Tuhan, aku merangsangMu di sepertiga malam yang begitu gerah namun hujan deras bergentayangan di luar sana. Lalu aku yang membuka pakaianNya dalam kesenyapan. MerangsangNya dengan gerakan takbirku. Membuatku mendesah dengan desahan Al-Fatihah yang menusuk langit gelap. Aku lalu hampir orgasme saat aku rukuk di hadapanNya. Dan benar-benar aku mencapai klimaks ketika aku sujud dibawah harum sukma kebesaranNya.

Hujan semakin deras, badai semakin menggila dan tubuhku malah kian panas. Aku tak henti-hentinya mencumbu Dia dengan bisikan-bisikan ayat. Sampai aku tajalli hingga mahabbah ku membawaku pada hulul. Aku nikmati setiap penggal tubuhMu dengan doa-doa yang selalu aku peruntukan kepadaMu. Aku tersadar bahwa eksistensi di dunia ini adalah berkat kehebatan rahimMu.
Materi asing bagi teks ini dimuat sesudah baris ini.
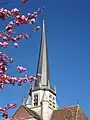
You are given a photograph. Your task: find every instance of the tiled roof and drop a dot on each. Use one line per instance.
(24, 112)
(69, 113)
Oh, Tuhan. Mengapa aku seperti ini di kala badai menghimpit ketenangan? Mengapa aku bertungkus lumus tatkala aku membutuhkanMu? Bisakah aku mengingatmu kala aku dalam kondisi bahagia? Kala senyum lepas tanpa ada bisikan duka?

Air mani ini menetes untukMu, Tuhan. Air mani berupa butiran air yang terakumulasi sedari pelupuk mataku yang menetes hingga pipi.